How did you pick your major? Were you dreaming of majoring in English when you submitted that application? Planning a lifetime of politics while cramming for the SATs? Turns out, your area of study may reveal more about you than simply your love of reading: A new study has identified the most overconfident college majors. This should be interesting.
The study, published recently in the journal PLOS One , polled 711 first year students throughout Switzerland. The participants were given a list of five historical events and asked to estimate the year of each one. They were then asked how they thought they had done in comparison to their peers. Scientists subtracted their predicted scores from their actual scores in order to measure overconfidence.
The results were not super surprising, to be honest. Though almost every participant exhibited a bit of overconfidence, students in business-related majors — Political Science, Business Administration, and Economics — exhibited the highest confidence in their own abilities, and the lowest confidence in their peers'. Humanities students fell on the opposite end of the spectrum. Across the board, male students possessed a higher amount of overconfidence than their female counterparts.
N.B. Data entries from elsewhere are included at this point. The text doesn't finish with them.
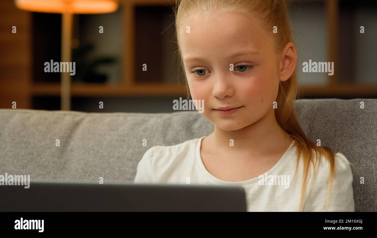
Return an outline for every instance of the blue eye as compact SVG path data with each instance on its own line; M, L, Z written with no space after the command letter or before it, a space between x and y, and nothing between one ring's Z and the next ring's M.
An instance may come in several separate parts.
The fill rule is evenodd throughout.
M240 68L239 68L239 67L240 67ZM238 66L236 66L236 68L237 69L238 71L239 71L239 72L247 72L246 71L246 68L247 67L248 67L249 68L251 69L253 67L253 66L241 64L241 65L239 65Z
M240 72L240 73L245 73L245 72L247 72L249 70L247 70L247 68L249 68L250 69L252 69L254 67L254 66L253 65L246 65L245 64L241 64L240 65L236 66L236 68L237 69L237 71ZM249 70L250 70L250 69ZM208 70L207 70L208 71ZM195 74L195 75L197 75L200 77L202 77L204 76L205 75L206 70L205 69L197 69L191 72L191 73L197 73Z
M194 70L193 71L192 71L191 73L195 73L196 72L200 72L200 74L199 73L198 74L198 75L199 76L203 76L205 73L205 69L197 69L196 70ZM201 74L202 73L203 74Z

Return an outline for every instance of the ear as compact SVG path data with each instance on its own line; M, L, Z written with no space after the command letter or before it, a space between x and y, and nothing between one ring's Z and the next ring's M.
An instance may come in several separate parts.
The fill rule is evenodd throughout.
M297 63L296 47L293 42L287 44L282 52L280 61L280 80L285 81L292 76Z

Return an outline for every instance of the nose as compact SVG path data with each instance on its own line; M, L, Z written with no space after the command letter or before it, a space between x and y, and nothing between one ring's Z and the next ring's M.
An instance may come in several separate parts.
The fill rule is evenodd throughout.
M234 94L234 88L229 79L229 75L227 77L225 74L221 73L214 78L212 95L214 96L223 99L227 96L231 97Z

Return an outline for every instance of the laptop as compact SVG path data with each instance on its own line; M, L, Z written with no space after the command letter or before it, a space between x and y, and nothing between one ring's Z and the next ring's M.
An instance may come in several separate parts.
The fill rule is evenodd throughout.
M0 212L247 211L235 186L31 181L0 194Z

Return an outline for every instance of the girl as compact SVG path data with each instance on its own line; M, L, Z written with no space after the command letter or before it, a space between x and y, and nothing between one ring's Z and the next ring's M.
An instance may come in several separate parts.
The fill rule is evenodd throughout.
M206 136L148 150L134 183L244 187L248 211L354 211L351 164L297 121L297 55L284 0L182 0L177 43ZM190 96L188 94L188 98Z

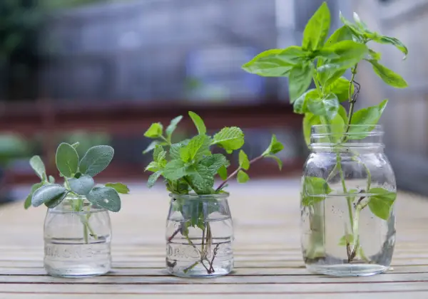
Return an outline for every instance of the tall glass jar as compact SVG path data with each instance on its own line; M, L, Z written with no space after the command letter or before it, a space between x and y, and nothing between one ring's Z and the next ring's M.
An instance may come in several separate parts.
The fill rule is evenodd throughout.
M346 134L334 132L312 127L301 189L306 267L338 276L382 273L395 243L397 188L382 127L352 125Z
M233 268L233 224L227 194L170 194L166 269L176 276L215 277Z
M68 196L49 209L44 222L44 268L53 276L85 277L111 268L108 211L85 196Z

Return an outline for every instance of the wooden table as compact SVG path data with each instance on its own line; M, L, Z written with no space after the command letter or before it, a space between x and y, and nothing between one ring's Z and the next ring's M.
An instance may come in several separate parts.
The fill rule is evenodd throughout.
M47 276L43 268L43 208L0 208L0 298L428 298L428 200L400 192L393 268L360 278L310 274L300 249L298 181L234 185L235 271L184 279L164 271L168 196L131 184L123 210L112 214L113 269L85 279Z

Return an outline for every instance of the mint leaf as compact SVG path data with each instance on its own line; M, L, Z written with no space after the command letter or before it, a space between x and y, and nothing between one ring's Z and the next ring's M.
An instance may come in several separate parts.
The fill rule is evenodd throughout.
M383 188L372 188L367 193L374 194L370 196L369 201L372 213L382 219L388 220L397 194Z
M113 159L114 150L108 145L91 147L80 162L82 174L95 177L104 170Z
M61 200L67 194L67 190L58 184L44 185L37 189L33 194L31 204L34 207L58 199Z
M315 51L322 47L330 26L330 13L325 2L307 21L303 31L302 46L305 50Z
M242 68L250 73L263 77L286 77L292 65L280 56L284 49L272 49L262 52Z
M111 187L95 187L86 196L91 203L113 212L121 210L121 197Z
M199 133L199 135L205 135L207 132L207 128L205 124L203 123L203 120L202 120L202 118L200 118L199 115L198 115L196 113L192 111L189 111L189 116L193 121L195 127L196 127L196 129L198 129L198 132Z
M373 65L374 73L387 85L396 88L405 88L408 86L407 83L402 76L379 63L377 61L370 60L369 62Z
M95 182L92 177L84 175L78 179L68 179L68 184L70 185L70 189L74 193L86 195L91 192Z
M178 159L170 161L163 169L162 174L163 177L170 181L181 179L187 174L185 163Z
M239 152L239 166L245 170L248 170L250 168L248 156L247 156L247 154L242 150Z
M244 145L244 133L238 127L226 127L214 135L212 145L217 145L227 151L239 150Z
M160 122L152 124L148 130L144 133L144 136L148 138L159 138L162 136L163 126Z
M30 166L41 180L46 179L46 169L39 156L33 156L30 159Z
M247 182L248 182L248 180L250 179L250 177L248 177L248 174L247 174L243 170L240 170L238 172L237 179L238 179L238 183L244 184L244 183L246 183Z
M63 142L59 145L55 159L56 168L64 177L71 177L77 172L78 155L71 145Z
This study wasn't simply conducted to identify who the cockiest students in the quad are, though. Its findings, particularly regarding the gendered confidence inconsistencies, are being analyzed in conjunction with the wage gap and workplace behavior. Female students in male-dominated fields, such as Engineering, exhibited some of the lowest amounts of self-confidence. Guess which fields happen to have some of the most dramatic wage gaps? Yep. You guessed it: Male-dominated fields like Engineering and Tech.
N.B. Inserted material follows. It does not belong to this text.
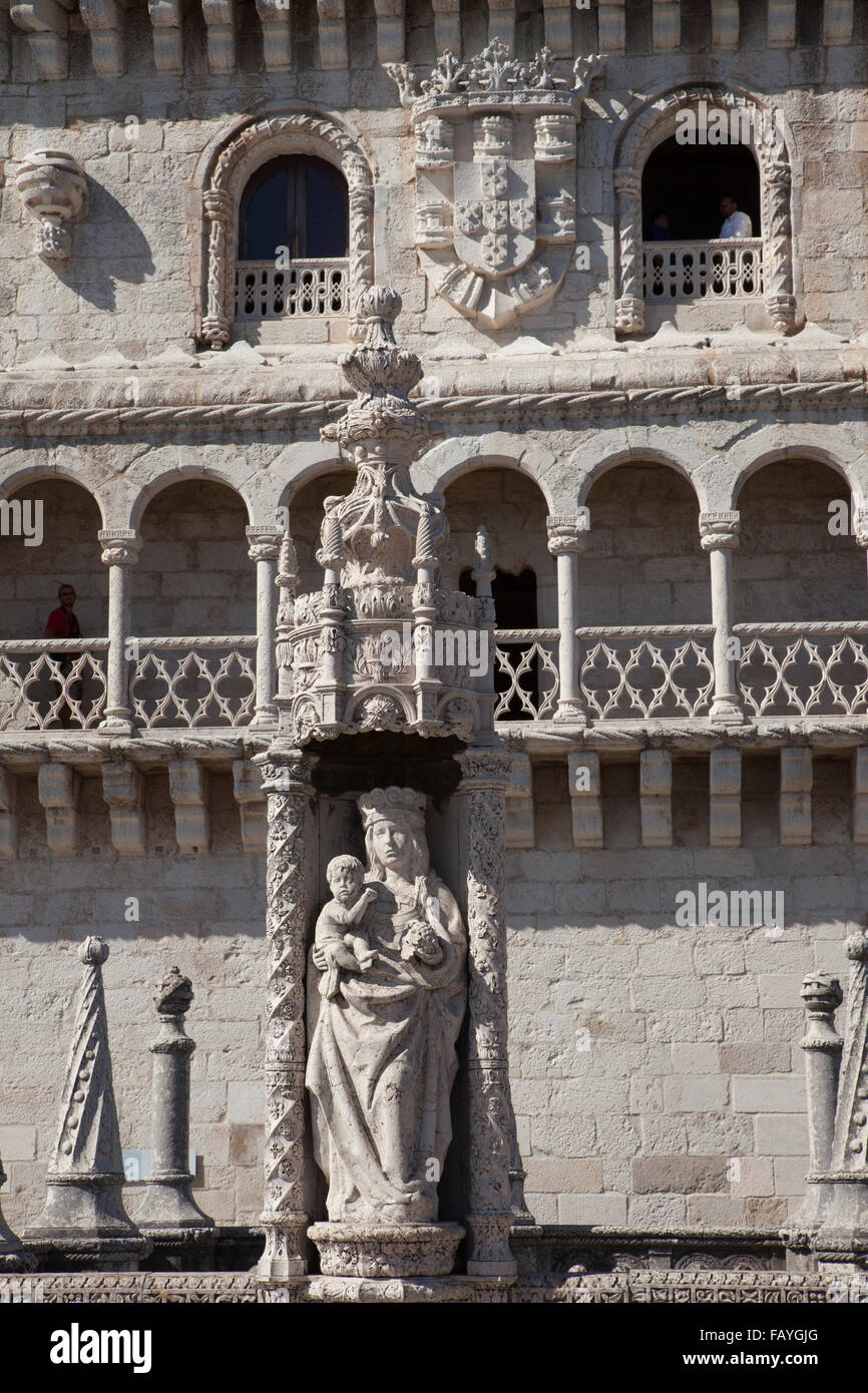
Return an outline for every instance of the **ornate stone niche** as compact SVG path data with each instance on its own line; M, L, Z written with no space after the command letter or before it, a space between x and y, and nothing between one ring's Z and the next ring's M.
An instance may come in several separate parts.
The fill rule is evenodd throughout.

Of course, it's worth noting that we can't necessarily draw global conclusions from a study based in Switzerland; however, it's hard to ignore the fact that female-dominated fields, like non-profit work and education, statistically provide dramatically lower salaries. It may be just a coincidence that women are routinely socialized to have lower self-confidence in their intelligence and abilities, but like...come on. That would be a pretty big coincidence.